Figure 5. Predicted diagnostic power for weekly (at home) and six-monthly (in clinic) reviews for patients who have fast progression (-2 dB/year) in their visual field loss and comply with the requested test frequency.6
MRF is available to download from the Apple App Store. There is an initial download fee of $38 charged by the App Store, which allows six months use of the software as part of the download package. An on-going annual fee of $120 is charged for continued (12 months) use of the software. These fees go toward further software developments and in supporting community-based programs.
MRF comes in two forms: a regular and a ‘lite’ version. The lite versions have the same capacity as the regular versions but are free of charge and limited to eight saves only; they have been designed for practitioners or patients who want to gain familiarity with the software to see if it suits their purposes.
1. Vingrys AJ, et al. Validation of a tablet as a tangent perimeter. Transl Vis Sci Technol 2016; 5: 4: 3.
2. ACMA. Digital lives of older Australians. Research Snapshot [Accessed 4/8/17]. Available from: www.acma.gov.au. 2016.
3. Bastawrous A, et al. Development and validation of a smartphone-based visual acuity test (peek acuity) for clinical practice and community-based fieldwork. JAMA Ophthalmol 2015; 133: 8: 930–937.
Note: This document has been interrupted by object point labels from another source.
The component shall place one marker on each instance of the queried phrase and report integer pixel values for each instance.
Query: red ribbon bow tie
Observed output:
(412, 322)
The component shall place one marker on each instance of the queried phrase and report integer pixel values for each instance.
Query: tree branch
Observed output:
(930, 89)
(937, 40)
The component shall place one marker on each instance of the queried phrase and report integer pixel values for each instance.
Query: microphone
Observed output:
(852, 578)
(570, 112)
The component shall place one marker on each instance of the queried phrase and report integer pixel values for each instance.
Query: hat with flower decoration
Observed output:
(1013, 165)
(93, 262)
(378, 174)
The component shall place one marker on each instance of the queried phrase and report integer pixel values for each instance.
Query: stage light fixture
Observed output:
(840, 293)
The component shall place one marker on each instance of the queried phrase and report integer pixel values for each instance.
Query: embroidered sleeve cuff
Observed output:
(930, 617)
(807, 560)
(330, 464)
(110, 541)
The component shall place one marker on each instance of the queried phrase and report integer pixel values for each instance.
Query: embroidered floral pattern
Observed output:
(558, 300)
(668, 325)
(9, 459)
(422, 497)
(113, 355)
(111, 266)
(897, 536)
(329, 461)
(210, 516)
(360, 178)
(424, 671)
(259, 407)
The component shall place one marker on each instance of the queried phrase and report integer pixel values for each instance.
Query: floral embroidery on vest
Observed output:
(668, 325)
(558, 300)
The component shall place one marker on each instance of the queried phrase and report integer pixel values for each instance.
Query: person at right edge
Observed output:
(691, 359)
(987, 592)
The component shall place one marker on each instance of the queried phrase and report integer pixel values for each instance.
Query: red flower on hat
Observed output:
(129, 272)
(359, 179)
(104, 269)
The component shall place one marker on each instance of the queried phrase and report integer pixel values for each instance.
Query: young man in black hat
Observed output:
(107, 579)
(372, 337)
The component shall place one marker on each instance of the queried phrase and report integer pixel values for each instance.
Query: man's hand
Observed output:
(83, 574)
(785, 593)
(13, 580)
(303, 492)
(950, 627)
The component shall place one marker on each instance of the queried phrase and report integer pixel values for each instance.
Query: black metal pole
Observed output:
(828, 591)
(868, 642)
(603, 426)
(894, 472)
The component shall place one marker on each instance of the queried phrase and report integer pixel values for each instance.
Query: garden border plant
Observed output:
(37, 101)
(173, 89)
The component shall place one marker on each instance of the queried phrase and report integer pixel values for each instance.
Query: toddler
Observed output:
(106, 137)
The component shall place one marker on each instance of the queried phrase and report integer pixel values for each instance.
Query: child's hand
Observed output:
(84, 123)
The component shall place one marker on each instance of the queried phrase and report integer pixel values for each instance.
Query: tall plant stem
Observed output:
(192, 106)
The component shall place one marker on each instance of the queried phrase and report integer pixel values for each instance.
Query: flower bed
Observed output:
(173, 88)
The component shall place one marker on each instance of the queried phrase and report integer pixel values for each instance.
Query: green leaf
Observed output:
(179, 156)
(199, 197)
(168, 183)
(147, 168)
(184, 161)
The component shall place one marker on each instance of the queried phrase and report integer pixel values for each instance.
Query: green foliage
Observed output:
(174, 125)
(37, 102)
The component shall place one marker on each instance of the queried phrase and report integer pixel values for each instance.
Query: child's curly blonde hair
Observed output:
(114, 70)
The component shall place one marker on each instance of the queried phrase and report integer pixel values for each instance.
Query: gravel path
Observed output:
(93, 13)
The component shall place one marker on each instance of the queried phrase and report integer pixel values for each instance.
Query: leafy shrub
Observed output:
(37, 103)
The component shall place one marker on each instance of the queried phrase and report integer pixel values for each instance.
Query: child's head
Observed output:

4. Westheimer G. Optotype recognition under degradation: comparison of size, contrast, blur, noise and contour perturbation effects. Clin Exp Optom 2016; 99: 1: 66–72.
5. Kong YX, et al. A comparison of perimetric results from a tablet perimeter and Humphrey Field Analyzer in glaucoma patients. Transl Vis Sci Technol 2016; 5: 6: 2.
6. Anderson AJ, et al. Can home monitoring allow earlier detection of rapid visual field progression in glaucoma? Ophthalmology 2017. doi: 10.1016/j.ophtha.2017.06.028. [Epub ahead of print].